Thousands of pregnant women pass through our nation’s jails every year. What happens to them as they carry their pregnancies in a space of punishment? In this time when the public safety net is frayed, incarceration has become a central and racialized strategy for managing the poor. Using her ethnographic fieldwork and clinical work as an ob-gyn in a women’s jail, Carolyn Sufrin explores how jail has, paradoxically, become a place where women can find care. Focusing on the experiences of incarcerated pregnant women as well as on the practices of the jail guards and health providers who care for them, Jailcare describes the contradictory ways that care and maternal identity emerge within a punitive space presumed to be devoid of care. Sufrin argues that jail is not simply a disciplinary institution that serves to punish. Rather, when understood in the context of the poverty, addiction, violence, and racial oppression that characterize these women’s lives and their reproduction, jail can become a safety net for women on the margins of society.
The stories of the women in Jailcare are heart-breaking, but they are not written as passive victims, but as women making ethical choices in a world of chaos. These are women who will go to jail for care, for hope, for love, and Sufrin has a uniquely insider perspective on the ways guards and staff try to extend small favors of care as well. The institution (especially a carceral one) is usually the villian in the story but here it has a much more ambiguous and contradictory role and carer and confiner. This book is a model of ethnographic writing, perfect for students and those who are not anthropologists. It is incredibly sensitive and compelling writing that makes a strong case for the need to better protect and care for poor and addicted mothers caught in the cycle.
Absolutely LOVED the methodological perspectives granted by Sufrin’s experience both as a jail physician and a researcher. This adds a unique perspective that contributed richly to the readers understandings of medical care in the criminal justice system. Sufrin provides insights to the experiences of female health in a system created for males, especially pregnant women, the injustices they experience, and the paradoxical nature of receiving care whilst incarcerated. An expert blend of criminological and medical insights, I would highly recommend this read to those seeking to understand female incarceration and the nuances of the criminal justice system.

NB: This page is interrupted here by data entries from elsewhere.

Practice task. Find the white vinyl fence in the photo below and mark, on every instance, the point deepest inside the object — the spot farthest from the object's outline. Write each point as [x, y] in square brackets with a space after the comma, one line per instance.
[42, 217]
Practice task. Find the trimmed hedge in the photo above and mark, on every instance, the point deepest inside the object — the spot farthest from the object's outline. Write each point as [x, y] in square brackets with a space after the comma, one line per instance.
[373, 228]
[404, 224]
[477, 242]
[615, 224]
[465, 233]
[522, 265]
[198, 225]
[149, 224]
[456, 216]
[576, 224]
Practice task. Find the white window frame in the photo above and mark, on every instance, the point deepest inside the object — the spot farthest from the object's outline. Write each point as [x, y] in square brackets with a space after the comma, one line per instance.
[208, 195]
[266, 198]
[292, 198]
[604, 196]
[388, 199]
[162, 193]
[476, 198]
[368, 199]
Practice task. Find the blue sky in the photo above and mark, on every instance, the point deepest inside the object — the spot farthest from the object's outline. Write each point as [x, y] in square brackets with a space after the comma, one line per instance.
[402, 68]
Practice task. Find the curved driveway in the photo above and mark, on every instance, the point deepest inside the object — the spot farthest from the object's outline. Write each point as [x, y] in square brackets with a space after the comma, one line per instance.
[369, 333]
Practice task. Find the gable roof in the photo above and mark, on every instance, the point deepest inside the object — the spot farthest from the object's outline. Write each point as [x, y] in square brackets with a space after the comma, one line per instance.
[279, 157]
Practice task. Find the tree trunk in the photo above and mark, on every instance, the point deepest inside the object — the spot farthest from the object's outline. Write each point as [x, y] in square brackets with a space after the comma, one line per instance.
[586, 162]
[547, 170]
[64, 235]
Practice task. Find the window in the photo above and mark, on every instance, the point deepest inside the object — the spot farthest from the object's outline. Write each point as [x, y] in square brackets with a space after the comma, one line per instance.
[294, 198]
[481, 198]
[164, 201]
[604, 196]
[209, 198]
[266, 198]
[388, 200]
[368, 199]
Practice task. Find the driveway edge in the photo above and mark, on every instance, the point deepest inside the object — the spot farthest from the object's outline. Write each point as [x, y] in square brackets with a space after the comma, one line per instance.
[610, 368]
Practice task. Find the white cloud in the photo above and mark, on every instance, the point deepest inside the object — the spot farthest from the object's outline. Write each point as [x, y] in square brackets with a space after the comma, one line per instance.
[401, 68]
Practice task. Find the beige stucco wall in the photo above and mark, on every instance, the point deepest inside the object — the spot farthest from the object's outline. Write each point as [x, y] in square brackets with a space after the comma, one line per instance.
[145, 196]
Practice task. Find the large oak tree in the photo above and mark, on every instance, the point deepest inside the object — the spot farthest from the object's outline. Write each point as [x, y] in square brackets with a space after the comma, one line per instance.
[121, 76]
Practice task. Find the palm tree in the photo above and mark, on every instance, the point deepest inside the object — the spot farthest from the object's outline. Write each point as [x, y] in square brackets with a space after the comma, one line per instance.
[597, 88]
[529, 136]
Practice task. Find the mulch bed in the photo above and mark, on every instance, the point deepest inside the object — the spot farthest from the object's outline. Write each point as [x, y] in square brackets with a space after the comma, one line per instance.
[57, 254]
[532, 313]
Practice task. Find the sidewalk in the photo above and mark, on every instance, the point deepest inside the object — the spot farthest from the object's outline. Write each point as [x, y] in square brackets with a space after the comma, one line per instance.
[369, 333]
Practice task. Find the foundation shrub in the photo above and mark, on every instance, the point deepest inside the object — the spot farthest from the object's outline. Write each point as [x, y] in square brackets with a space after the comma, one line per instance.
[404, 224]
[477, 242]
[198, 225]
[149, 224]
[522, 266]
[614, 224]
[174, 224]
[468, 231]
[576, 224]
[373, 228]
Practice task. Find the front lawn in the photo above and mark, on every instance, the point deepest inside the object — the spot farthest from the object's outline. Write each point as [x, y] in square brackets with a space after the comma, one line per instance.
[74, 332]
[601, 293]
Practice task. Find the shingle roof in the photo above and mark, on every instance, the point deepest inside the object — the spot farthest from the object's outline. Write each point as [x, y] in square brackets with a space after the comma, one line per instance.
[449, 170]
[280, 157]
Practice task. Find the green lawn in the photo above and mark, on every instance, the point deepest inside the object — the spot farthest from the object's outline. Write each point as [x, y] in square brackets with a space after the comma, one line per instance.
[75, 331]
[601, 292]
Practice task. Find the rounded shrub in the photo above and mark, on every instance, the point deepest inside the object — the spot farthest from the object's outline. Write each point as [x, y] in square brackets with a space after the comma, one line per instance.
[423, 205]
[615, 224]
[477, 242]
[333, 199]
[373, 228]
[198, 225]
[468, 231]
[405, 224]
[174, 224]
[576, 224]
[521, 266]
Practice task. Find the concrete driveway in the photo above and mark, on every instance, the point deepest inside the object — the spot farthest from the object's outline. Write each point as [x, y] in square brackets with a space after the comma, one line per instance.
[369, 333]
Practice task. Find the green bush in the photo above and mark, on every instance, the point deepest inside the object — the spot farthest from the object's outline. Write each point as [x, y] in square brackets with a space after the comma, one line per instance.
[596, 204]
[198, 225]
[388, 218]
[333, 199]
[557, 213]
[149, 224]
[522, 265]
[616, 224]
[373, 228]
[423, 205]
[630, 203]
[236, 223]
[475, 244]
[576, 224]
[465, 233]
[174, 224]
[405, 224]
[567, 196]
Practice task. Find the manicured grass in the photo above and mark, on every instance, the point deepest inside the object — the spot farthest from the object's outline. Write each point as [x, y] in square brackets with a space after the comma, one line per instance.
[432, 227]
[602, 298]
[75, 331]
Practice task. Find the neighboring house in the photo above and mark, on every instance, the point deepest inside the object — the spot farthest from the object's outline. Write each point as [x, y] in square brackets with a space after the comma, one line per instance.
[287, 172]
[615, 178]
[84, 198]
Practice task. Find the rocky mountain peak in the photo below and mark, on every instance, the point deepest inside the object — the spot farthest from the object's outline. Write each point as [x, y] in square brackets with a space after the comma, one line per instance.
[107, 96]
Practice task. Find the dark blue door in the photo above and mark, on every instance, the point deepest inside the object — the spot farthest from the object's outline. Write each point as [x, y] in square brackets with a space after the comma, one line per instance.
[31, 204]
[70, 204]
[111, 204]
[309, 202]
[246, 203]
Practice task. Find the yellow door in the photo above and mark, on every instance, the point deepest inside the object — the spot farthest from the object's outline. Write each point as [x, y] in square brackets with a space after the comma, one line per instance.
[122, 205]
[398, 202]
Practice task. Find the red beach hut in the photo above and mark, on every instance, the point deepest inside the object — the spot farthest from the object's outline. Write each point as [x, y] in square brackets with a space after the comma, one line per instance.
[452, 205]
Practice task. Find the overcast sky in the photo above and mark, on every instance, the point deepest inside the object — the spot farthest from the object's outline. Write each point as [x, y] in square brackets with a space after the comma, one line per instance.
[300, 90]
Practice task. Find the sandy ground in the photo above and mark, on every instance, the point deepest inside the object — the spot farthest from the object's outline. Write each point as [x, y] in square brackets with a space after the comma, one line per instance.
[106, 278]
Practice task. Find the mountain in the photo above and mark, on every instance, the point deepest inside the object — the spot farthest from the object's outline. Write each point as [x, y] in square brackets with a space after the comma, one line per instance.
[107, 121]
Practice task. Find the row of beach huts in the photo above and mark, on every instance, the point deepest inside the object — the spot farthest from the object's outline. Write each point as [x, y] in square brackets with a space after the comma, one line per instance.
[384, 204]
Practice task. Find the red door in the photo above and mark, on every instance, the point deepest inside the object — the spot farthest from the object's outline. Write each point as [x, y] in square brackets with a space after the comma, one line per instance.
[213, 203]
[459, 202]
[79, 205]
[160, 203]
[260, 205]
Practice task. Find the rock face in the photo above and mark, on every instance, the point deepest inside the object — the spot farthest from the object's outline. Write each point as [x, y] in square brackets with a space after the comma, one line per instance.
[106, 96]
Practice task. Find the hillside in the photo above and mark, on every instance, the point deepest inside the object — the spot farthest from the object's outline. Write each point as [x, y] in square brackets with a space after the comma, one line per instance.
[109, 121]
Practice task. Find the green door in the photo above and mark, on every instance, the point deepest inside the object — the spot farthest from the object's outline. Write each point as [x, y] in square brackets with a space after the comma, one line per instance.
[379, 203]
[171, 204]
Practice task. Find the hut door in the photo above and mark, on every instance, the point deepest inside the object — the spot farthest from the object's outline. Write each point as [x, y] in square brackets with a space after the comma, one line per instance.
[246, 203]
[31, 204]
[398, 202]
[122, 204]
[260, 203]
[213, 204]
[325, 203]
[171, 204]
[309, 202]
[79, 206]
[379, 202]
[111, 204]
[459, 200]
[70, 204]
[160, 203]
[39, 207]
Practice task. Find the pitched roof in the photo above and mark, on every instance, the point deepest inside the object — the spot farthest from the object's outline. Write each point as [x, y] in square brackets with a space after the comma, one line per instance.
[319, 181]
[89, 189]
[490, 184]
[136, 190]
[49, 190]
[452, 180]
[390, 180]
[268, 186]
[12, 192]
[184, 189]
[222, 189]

After working for years as an OB/GYN for inmates at San Francisco Jail, author Carolyn Sufrin wanted to tell the story of the women she helped. She talks about what health care for pregnant women in jails and prisons looks like, and the changes she hopes to see in the system. Learn more on Viewpoints Radio now: https://viewpointsradio.wordpress.com...
A little densely academic, and I would have liked more of the qualitative accounts from her interviews and observations, but an insightful look at how jailcare simultaneously provides and substitutes for meaningful care in other spaces. Important reading for those who care about mass incarceration and the ways in which the carceral state has replaced the caring state.